In this case, the change in height is 3.3 m, so the work done by gravity is:
Work = 102 kg * 9.8 m/s^2 * 3.3 m = 3311.4 J
Since the fireman starts from rest, the initial kinetic energy is zero. The final kinetic energy is given by:
Final Kinetic Energy = (1/2) * m * v^2
where v is the final speed (4.2 m/s).
Plugging in the values, we get:
(1/2) * 102 kg * (4.2 m/s)^2 = 903.24 J
The work done by gravity is equal to the change in kinetic energy, so we can set them equal to each other:
3311.4 J = 903.24 J + FP * 3.3 m
where FP is the force exerted by the pole.
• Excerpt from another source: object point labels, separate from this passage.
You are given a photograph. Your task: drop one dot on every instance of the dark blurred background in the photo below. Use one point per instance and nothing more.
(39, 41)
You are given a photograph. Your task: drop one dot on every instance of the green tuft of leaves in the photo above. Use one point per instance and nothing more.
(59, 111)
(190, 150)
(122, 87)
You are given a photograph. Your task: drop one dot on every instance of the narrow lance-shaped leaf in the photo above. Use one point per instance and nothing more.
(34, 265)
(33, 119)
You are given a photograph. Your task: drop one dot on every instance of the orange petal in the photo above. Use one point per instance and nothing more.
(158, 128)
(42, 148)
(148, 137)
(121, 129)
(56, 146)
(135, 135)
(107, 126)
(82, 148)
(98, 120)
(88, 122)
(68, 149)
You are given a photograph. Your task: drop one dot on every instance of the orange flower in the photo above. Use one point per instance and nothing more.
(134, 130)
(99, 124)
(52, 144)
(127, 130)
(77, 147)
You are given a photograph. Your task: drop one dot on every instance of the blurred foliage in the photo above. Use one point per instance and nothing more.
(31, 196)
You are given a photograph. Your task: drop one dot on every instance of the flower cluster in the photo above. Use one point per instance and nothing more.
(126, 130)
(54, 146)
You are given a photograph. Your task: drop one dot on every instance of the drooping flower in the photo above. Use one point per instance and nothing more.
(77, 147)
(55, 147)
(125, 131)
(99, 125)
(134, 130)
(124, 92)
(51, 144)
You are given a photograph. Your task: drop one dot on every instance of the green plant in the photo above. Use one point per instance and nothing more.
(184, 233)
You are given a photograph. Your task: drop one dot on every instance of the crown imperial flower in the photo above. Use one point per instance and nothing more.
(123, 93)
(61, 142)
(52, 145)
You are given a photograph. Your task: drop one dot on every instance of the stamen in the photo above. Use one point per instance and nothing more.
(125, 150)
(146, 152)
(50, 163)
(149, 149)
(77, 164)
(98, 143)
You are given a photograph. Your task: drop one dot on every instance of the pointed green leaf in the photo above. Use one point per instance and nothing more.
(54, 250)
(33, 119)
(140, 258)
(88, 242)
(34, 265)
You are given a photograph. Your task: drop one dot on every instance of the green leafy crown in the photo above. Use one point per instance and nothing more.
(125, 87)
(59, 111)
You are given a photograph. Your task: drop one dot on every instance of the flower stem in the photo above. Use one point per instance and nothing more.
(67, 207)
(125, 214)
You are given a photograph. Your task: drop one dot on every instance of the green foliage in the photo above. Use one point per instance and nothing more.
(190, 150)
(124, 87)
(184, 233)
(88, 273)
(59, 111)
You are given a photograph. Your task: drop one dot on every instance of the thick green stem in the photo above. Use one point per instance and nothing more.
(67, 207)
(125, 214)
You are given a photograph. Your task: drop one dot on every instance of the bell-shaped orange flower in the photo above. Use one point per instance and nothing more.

Rearranging the equation, we can solve for FP:
FP = (3311.4 J - 903.24 J) / 3.3 m = 812.06 N
So, the force exerted on the fireman by the pole is approximately 812.06 N.
B. IF THE LANDING SPEED IS HALF THAT IN "PART A", IS THE FORCE EXERTED ON THE FIREMAN BY THE POLE DOUBLED? YES OR NO?
To answer this question, we need to consider the work-energy principle again. If the landing speed is halved, then the final kinetic energy will be one-fourth of the original value.
Let's denote the new force exerted by the pole as FPnew. According to the work-energy principle, we have:
FPnew * 3.3 m = (3311.4 J - 903.24 J/4)
Simplifying the equation, we get:
FPnew * 3.3 m = 2520.98 J
Solving for FPnew, we have:
FPnew = 2520.98 J / 3.3 m = 763.02 N
Comparing this value with the previous force (812.06 N), we can see that the force exerted on the fireman by the pole is not doubled when the landing speed is halved. Therefore, the answer is NO.
C. FIND THE FORCE EXERTED ON THE FIREMAN BY THE POLE WHEN THE LANDING SPEED IS 2.1 M/S.
To find the force exerted on the fireman by the pole when the landing speed is 2.1 m/s, we can use the same approach as before.
First, we need to calculate the final kinetic energy using the given landing speed:
Final Kinetic Energy = (1/2) * m * v^2
= (1/2) * 102 kg * (2.1 m/s)^2
= 231.41 J
We can then set the work done by gravity equal to the change in kinetic energy:
3311.4 J = 231.41 J + FP * 3.3 m
Rearranging the equation, we can solve for FP:
FP = (3311.4 J - 231.41 J) / 3.3 m
= 974 N
Therefore, the force exerted on the fireman by the pole when the landing speed is 2.1 m/s is approximately 974 N.